En 968, le diocèse de Metz était gouverné par l'évêque Thierry Ier. Monté sur le siège de saint Clément en 965, Thierry était un seigneur de haute naissance, apparenté notamment aux rois de France et à l'empereur du Saint Empire romain germanique qu'il a suivi dans ses voyages en Italie et d'où il a ramené les reliques de Vincent de Saragosse. Pour renfermer ces reliques, Thierry Ier décida de fonder une abbaye qu'il confierait aux bénédictins. Il fit appel au concours des deux monastères les plus illustres de son diocèse : l'abbaye de Gorze, fondée par le grand évêque saint Chrodegang, et l'abbaye Saint-Arnould, sépulture des rois carolingiens. Ainsi, la première église abbatiale de Saint-Vincent, qui remplaça l'oratoire des vignerons de l'île Chambière, fut l’œuvre du moine Odilbert (ou Odolbert), prévôt de Gorze et par la suite abbé de Saint-Vincent. L'évêque Thierry fit la dédicace de la nouvelle église le 6 août 972 en y plaçant reliques de saint Vincent et de sainte Lucie, encore visibles, qu'il a rapportées de ses voyages en Italie aux côtés d'Otton Ier, premier prince du Saint-Empire romain germanique.

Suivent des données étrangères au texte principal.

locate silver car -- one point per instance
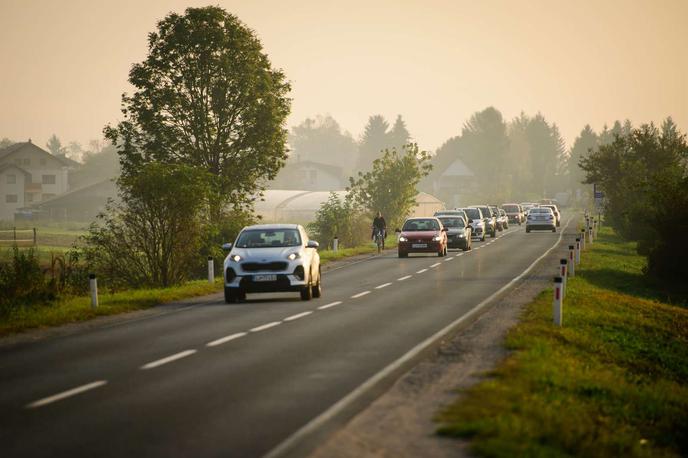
(541, 218)
(270, 258)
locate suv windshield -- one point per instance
(453, 222)
(413, 225)
(473, 213)
(268, 238)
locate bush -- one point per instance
(342, 219)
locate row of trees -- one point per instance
(321, 139)
(643, 173)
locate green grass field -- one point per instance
(613, 381)
(77, 309)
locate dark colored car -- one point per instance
(422, 235)
(489, 219)
(458, 232)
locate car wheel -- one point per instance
(317, 289)
(230, 295)
(307, 293)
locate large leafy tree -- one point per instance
(374, 141)
(390, 187)
(321, 139)
(206, 96)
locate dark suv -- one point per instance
(489, 219)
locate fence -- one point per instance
(19, 237)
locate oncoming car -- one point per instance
(541, 218)
(422, 235)
(270, 258)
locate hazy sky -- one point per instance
(64, 63)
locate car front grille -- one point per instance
(275, 266)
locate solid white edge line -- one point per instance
(331, 304)
(372, 381)
(66, 394)
(225, 339)
(297, 316)
(168, 359)
(265, 326)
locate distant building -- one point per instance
(29, 174)
(309, 176)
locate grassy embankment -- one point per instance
(75, 309)
(613, 381)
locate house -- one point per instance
(29, 174)
(455, 183)
(309, 176)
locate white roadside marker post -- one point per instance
(211, 270)
(93, 286)
(563, 273)
(572, 261)
(557, 303)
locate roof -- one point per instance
(14, 166)
(4, 152)
(458, 169)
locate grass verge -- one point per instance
(613, 381)
(77, 309)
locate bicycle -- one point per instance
(379, 240)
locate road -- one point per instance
(238, 380)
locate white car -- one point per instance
(541, 218)
(270, 258)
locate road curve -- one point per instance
(239, 380)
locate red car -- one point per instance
(422, 235)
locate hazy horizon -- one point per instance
(435, 63)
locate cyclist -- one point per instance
(379, 224)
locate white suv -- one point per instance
(269, 258)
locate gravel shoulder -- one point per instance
(400, 422)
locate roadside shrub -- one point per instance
(154, 236)
(342, 219)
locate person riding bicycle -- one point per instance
(379, 224)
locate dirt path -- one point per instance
(400, 422)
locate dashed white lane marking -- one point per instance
(66, 394)
(225, 339)
(169, 359)
(298, 315)
(266, 326)
(327, 306)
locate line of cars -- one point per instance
(282, 258)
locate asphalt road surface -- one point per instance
(238, 380)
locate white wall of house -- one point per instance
(12, 182)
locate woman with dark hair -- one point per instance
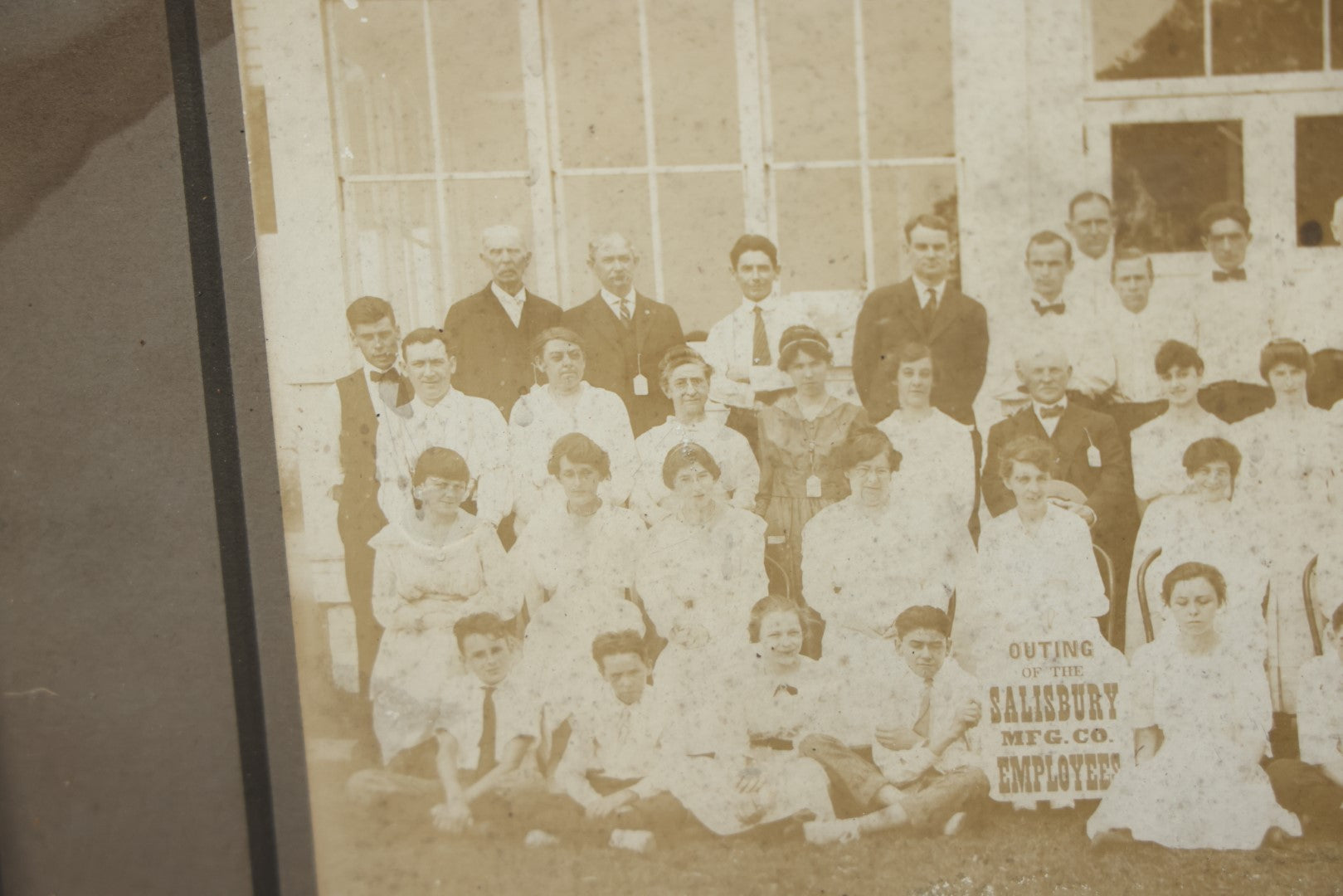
(430, 570)
(865, 559)
(1158, 446)
(575, 563)
(1036, 570)
(798, 434)
(937, 453)
(1205, 523)
(1290, 483)
(700, 571)
(778, 696)
(564, 403)
(1199, 719)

Ainsi la nouvelle abbaye était placée sous la protection de saint Vincent mais aussi de sainte Lucie, ce qui est encore le cas aujourd'hui.
L'évêque est inhumé dans cette église en 984.
L'église de l'abbaye fut consacrée en 1030 par Théodoric II. L'empereur Othon II la prit sous sa protection, ainsi que le pape Jean XIII. Ceci exemptait l'abbaye du joug de tout pouvoir temporel et conférait à son abbé un pouvoir prédominant : il était autorisé, en absence de l'évêque, à célébrer la messe à la cathédrale. Ces droits furent confirmés en 1051, en 1096, et à la fin du XVIe siècle. L'abbaye de Saint-Vincent n'était pas seulement très puissante ; elle était aussi un centre d'enseignement, une véritable université avant la lettre. Le premier « écolâtre » de Saint-Vincent fut Adalbert qui nous a laissé un bel éloge de la ville de Metz. Mais le plus célèbre « écolâtre » fut Sigebert de Gembloux arrivé à Saint-Vincent en 1051. Il dirigea les écoles messines pendant vingt-cinq ans. Il s'agissait d'un érudit de grande renommée qui a laissé une histoire appelée Chronographie. Toutes les écoles monastiques, dispensaient le même enseignement, divisé en deux cours, l'un destiné à l'usage des religieux et novices de la maison, l'autre ciblant les disciples du dehors, clercs ou laïques, étrangers aux vœux monastiques. Les premiers, indépendamment des leçons qu'ils recevaient, étaient exercés par la copie des manuscrits, base essentielle des progrès de la bibliothèque, à l'art de la miniature, et au jeu des orgues.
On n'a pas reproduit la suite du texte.